Osteoarthritis is a common problem in the United States. The major joints usually affected by osteoarthritis are the hips and knees. Exercise therapy is considered an important component of the therapeutic regimen. Multiple studies suggest that exercise can improve outcomes in osteoarthritis; however, there are no definitive studies. Van Baar and colleagues studied the effectiveness of an exercise program in the treatment of osteoarthritis of the knees and hips.

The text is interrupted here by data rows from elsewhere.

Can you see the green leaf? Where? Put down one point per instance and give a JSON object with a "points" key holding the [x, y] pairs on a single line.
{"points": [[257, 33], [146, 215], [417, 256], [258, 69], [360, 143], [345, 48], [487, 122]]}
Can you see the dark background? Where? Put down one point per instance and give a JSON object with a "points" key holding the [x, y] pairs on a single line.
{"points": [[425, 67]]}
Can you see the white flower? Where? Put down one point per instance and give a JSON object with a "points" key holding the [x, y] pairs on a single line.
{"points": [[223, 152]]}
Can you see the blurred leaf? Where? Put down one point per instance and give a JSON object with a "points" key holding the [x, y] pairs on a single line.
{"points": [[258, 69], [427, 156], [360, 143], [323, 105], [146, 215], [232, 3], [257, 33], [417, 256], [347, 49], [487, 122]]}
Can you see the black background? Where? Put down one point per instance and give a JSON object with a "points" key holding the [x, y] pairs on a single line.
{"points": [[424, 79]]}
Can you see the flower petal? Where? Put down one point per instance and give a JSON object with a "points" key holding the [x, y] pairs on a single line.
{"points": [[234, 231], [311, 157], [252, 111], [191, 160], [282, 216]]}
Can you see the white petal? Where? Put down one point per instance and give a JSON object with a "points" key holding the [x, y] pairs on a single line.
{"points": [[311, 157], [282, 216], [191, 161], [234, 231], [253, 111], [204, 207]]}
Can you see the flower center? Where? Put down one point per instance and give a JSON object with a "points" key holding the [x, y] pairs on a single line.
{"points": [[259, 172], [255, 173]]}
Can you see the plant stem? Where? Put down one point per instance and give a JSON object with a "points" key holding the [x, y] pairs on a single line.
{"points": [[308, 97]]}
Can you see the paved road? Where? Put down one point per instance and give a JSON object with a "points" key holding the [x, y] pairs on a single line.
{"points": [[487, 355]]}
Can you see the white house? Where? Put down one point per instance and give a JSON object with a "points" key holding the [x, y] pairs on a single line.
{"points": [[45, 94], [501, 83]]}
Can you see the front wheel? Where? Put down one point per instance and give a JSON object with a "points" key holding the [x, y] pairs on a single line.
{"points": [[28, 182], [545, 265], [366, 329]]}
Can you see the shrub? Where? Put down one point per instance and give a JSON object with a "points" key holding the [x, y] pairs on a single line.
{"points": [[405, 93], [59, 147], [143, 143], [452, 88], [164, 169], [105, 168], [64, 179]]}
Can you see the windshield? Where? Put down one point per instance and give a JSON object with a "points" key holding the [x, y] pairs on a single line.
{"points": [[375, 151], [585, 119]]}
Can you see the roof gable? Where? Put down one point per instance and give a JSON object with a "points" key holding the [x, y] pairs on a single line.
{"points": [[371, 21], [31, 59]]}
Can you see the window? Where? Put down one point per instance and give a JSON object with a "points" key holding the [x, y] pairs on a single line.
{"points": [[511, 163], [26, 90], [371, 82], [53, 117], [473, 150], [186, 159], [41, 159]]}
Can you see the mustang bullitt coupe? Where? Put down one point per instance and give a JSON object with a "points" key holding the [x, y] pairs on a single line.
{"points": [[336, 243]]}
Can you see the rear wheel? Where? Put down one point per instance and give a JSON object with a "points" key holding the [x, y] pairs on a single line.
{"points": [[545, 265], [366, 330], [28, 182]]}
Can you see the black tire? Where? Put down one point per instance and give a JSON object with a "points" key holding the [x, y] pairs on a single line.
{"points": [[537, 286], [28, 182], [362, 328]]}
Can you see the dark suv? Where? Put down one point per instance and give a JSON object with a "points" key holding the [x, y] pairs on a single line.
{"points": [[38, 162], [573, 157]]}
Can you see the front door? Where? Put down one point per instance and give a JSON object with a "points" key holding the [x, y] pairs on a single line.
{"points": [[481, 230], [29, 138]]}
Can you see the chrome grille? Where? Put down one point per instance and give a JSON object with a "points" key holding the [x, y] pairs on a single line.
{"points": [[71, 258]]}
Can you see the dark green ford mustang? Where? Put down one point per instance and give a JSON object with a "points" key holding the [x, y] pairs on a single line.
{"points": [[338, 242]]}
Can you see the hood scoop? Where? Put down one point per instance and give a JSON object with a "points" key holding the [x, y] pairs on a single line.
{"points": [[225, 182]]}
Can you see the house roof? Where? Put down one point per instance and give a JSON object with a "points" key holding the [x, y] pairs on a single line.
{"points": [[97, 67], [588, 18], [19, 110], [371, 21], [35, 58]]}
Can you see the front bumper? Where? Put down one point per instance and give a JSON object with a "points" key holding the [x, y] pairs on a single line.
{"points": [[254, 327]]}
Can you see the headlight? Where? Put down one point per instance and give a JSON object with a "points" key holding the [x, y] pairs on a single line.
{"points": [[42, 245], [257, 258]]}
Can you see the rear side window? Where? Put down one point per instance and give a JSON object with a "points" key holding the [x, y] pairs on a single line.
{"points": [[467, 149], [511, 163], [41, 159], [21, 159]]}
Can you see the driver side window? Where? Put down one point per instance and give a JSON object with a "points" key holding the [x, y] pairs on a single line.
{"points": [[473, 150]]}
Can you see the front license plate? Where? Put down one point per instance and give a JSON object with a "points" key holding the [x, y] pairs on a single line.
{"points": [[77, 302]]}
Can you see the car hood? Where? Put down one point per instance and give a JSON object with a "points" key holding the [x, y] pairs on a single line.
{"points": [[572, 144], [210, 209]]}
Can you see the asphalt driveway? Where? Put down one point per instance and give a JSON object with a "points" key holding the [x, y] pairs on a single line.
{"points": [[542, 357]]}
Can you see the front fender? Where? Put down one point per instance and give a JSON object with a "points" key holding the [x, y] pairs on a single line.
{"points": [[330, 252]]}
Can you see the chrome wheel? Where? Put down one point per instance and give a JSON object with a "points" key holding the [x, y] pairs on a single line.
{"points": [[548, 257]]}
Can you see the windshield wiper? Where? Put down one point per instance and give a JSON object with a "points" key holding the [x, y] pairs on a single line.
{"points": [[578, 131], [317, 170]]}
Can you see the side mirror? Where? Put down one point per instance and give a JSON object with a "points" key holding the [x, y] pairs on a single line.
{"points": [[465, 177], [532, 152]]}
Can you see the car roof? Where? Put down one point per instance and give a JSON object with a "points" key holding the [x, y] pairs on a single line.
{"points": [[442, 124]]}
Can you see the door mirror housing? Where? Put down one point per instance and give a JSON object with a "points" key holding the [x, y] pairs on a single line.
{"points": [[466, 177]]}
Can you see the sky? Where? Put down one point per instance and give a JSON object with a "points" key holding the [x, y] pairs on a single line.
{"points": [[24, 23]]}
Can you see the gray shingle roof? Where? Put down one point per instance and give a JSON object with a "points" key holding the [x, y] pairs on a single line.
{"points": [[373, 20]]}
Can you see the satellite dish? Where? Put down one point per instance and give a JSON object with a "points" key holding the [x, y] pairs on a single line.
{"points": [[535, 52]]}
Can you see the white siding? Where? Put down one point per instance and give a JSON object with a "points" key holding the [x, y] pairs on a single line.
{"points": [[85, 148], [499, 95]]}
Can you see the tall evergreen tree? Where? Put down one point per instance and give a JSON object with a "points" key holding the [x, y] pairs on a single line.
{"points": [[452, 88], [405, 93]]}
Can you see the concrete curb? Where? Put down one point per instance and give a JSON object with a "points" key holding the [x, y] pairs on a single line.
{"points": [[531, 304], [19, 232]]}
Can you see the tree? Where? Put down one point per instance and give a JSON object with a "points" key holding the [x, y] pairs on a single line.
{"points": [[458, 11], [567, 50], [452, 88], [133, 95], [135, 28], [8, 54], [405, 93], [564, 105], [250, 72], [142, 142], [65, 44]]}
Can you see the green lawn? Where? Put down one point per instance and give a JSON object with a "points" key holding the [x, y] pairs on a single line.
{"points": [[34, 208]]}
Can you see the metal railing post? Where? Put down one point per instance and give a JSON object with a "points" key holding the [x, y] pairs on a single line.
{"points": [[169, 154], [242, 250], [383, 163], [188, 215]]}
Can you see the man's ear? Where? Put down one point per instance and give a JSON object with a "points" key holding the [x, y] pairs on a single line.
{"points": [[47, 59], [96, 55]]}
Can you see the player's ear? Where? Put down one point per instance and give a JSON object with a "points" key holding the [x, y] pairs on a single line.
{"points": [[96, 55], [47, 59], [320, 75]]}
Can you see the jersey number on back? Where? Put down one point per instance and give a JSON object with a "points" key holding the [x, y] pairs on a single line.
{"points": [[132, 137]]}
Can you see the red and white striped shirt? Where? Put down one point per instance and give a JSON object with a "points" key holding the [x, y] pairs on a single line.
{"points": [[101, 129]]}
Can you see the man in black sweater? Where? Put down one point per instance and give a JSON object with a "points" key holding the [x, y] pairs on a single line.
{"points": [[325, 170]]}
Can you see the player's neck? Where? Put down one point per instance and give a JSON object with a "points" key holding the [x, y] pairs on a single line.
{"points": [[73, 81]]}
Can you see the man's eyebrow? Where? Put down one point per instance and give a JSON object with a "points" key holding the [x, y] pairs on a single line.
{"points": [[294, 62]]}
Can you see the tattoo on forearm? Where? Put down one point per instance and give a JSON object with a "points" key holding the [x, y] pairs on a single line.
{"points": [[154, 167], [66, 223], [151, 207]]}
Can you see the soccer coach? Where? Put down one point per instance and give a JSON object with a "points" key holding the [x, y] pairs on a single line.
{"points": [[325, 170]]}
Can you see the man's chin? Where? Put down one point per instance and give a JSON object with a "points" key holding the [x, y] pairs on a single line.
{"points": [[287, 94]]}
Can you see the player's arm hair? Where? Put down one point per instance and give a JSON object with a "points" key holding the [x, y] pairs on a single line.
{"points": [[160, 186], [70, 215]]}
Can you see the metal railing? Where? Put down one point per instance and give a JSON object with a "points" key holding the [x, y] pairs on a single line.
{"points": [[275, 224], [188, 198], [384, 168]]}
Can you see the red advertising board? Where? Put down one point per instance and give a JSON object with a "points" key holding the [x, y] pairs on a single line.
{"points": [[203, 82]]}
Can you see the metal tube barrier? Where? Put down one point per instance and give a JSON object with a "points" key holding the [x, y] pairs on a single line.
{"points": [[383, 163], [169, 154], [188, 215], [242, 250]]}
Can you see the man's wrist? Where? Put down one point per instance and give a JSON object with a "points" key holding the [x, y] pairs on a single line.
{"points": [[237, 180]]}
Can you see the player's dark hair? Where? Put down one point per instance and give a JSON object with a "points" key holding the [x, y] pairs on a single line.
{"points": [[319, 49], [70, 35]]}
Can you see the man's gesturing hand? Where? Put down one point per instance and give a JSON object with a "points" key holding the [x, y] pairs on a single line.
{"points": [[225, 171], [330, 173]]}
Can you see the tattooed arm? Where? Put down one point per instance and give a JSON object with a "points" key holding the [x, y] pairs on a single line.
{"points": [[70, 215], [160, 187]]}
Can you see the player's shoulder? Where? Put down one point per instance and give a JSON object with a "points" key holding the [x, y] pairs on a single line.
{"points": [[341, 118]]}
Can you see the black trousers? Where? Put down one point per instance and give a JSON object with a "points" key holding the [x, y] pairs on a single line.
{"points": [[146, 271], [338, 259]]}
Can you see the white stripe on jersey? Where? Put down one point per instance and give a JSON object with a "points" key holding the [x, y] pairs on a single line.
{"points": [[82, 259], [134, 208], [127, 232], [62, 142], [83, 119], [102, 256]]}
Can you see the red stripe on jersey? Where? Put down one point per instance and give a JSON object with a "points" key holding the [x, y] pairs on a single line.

The outcome measures in the study were pain levels, self-reported disabilities, observed disabilities and the patient's global assessment of the effect of the exercise program. Patients included in the study had an established diagnosis of osteoarthritis of the knees, hips, or both, determined by clinical and radiographic criteria. The authors performed an analysis of multiple studies, including at least one group of patients receiving exercise therapy as an intervention. The treatment program was also randomized. Each study was assessed for validity based on published standards.
Six of the 11 trials met at least one half of the validity criteria. A small to moderate improvement was shown in osteoarthritis of the knee; less improvement was noted in patients with hip disease. Self-reported and observed disability improved with exercise. Patient's global assessment of the effect of exercise improved during the studies. There were no differences between any of the exercise programs used in the various studies.
The authors conclude that exercise therapy is effective in patients with osteoarthritis of the hips and knees. The best results occurred in patients with mild to moderate osteoarthritis who were recruited from community and outpatient settings.